# Water Pressure in Conical Tank Question

1. Nov 28, 2003

### Another God

Staff Emeritus
I was wondering if anyon could help me out.

You have a conical tank with a top diameter of 1m, going down to an outlet of 150mm diameter, height of the tank = 3m, and it's full of water. Assuming an air pressure of 15psi, what is the pressure at the 150mm opening? (the bottom)?

Does the air pressure make a difference due to the nozzle shape of the tank?

Thanks

2. Nov 28, 2003

### sridhar_n

...

Are you trying to say something about a pipeline with a wider beginning and a narow end. The water is flowing from the wider end to the narrower end.

If this is the problem, then u can use bernoulli's theorem,
The total energies at both the ends are the same.

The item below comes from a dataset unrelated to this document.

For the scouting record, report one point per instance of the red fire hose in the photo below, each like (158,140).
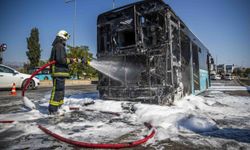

i.e the sum of pressure energy, kinetic energy and potential energy is constant throughout the flow.

in other words:

$$(p^2)/w + gh + (v^2)/2g$$ is always a constant. Assuming that flow is downwards in the problem, the height of the 1m openong is 3 m and that of the 150mm end is 0. So using this find the total energy on each side and equate them. Since the same fluid is flowing w-the sp.density is the same. p is the pressure. At the opening the pressure = air pressure.
v is the velocity. To find the value of v at both the ends (or atleast cancel out the v term in the equation) u need to use the continuity equation A1*v1 = A2*v2. Using this find, v1/v2, substitute the other values and then find the value of the pressure at the other end.

Got it???

Sridhar

3. Nov 29, 2003

### Another God

Staff Emeritus
Yep, that exactly what we meant.

Thanks for the reply, we'll run some numbers, and get back to you with what conclusions we reach.

Thanks again.

4. Nov 29, 2003

### Staff: Mentor

Nope. Thats one of the trick questions in fluids. Remember - pressure is pressure. The pressure (static and velocity are the same for the various cases you could do here, conveniently) at the bottom is simply the weight density of water times the height. Technically, thats the static pressure, but if the water is flowing, the static pressure at the bottom of the tank is equal to the velocity pressure. So from that you can caluclate the velocity of the water and the flowrate.